In response, 5 Nines agreed to take immediate operational steps: designate a small team of primary contacts for Keith County support (named by 5 Nines as Matthew, Kyla and Jack), change automatic call routing so calls from county lines go to that group, and establish a clearer escalation path to the company's primary engineering team. Jacob also said the Kearney service group (the company's regional field team) would be the source of on‑site engineers who respond to escalations.
County leaders asked for at least one regularly scheduled on‑site day each week or more frequent visits until the backlog is cleared. Commissioners said they will follow up privately with 5 Nines to convert those operational commitments into a concrete schedule and to confirm who will be the single points of contact for county offices during business hours.

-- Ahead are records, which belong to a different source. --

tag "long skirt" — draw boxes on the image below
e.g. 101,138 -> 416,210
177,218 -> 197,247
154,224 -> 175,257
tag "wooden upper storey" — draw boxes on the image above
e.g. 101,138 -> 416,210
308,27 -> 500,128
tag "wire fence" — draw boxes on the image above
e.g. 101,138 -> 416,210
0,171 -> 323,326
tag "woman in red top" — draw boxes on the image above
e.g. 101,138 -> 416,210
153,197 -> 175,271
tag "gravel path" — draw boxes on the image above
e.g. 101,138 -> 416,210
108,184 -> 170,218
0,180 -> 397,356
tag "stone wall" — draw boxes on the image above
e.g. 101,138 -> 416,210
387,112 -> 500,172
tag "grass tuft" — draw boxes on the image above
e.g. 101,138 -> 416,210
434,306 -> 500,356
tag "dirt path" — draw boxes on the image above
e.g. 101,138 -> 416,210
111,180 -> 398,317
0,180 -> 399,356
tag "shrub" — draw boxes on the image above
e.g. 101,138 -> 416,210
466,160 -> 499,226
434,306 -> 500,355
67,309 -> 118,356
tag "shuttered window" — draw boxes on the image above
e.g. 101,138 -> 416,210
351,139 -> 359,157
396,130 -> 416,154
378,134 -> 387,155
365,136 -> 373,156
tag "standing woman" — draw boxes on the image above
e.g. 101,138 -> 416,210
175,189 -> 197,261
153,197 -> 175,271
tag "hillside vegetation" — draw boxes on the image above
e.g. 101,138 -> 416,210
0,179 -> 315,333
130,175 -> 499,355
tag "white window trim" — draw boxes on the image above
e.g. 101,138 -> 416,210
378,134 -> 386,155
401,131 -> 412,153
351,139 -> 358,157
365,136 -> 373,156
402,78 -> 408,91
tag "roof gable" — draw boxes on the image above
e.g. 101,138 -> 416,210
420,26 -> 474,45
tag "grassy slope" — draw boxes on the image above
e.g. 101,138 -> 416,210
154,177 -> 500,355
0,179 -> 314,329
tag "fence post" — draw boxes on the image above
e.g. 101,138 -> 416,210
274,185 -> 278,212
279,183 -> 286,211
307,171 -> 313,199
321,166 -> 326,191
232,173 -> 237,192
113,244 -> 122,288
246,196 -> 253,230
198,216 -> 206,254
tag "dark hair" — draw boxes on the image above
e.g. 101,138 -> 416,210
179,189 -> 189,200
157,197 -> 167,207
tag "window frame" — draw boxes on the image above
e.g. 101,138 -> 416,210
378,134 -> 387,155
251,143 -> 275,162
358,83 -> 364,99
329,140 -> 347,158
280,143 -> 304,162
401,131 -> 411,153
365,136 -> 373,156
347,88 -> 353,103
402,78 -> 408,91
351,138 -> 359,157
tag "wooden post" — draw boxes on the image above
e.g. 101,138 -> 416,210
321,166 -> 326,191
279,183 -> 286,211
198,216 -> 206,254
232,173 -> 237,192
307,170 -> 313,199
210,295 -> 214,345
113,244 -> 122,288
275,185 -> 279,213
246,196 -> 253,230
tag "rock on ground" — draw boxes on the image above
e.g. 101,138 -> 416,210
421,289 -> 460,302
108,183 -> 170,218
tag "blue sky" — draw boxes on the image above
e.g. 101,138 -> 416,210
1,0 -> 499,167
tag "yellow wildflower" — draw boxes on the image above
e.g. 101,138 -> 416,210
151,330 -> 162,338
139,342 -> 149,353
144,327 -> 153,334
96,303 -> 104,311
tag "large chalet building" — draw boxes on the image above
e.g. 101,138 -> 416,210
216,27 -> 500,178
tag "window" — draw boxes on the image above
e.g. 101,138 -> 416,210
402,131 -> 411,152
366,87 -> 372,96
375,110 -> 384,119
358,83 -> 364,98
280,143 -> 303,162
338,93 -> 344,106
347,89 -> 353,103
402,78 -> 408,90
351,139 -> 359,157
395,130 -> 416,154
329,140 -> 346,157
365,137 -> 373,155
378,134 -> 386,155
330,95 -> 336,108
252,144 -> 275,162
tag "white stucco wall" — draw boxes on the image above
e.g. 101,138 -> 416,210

The group also discussed a contract/payment friction point: county policy and state procurement law require paying for certain goods only after they are installed and operational. 5 Nines said it sometimes stages equipment after payment is received, which has complicated pre‑staging. County officials told 5 Nines they would not alter the county's payment rules; both sides said they would continue talks to avoid equipment sitting undelivered in county storage.
County commissioners said they will monitor whether the newly named contacts and the adjusted routing resolve the frequent service failures. Staff urged the company to document ticket life cycles more clearly so closed tickets and escalations remain trackable by county staff.
If the operational changes do not improve service in a short time, commissioners said they will consider alternatives, including replacing the vendor or purchasing more local, on‑site support.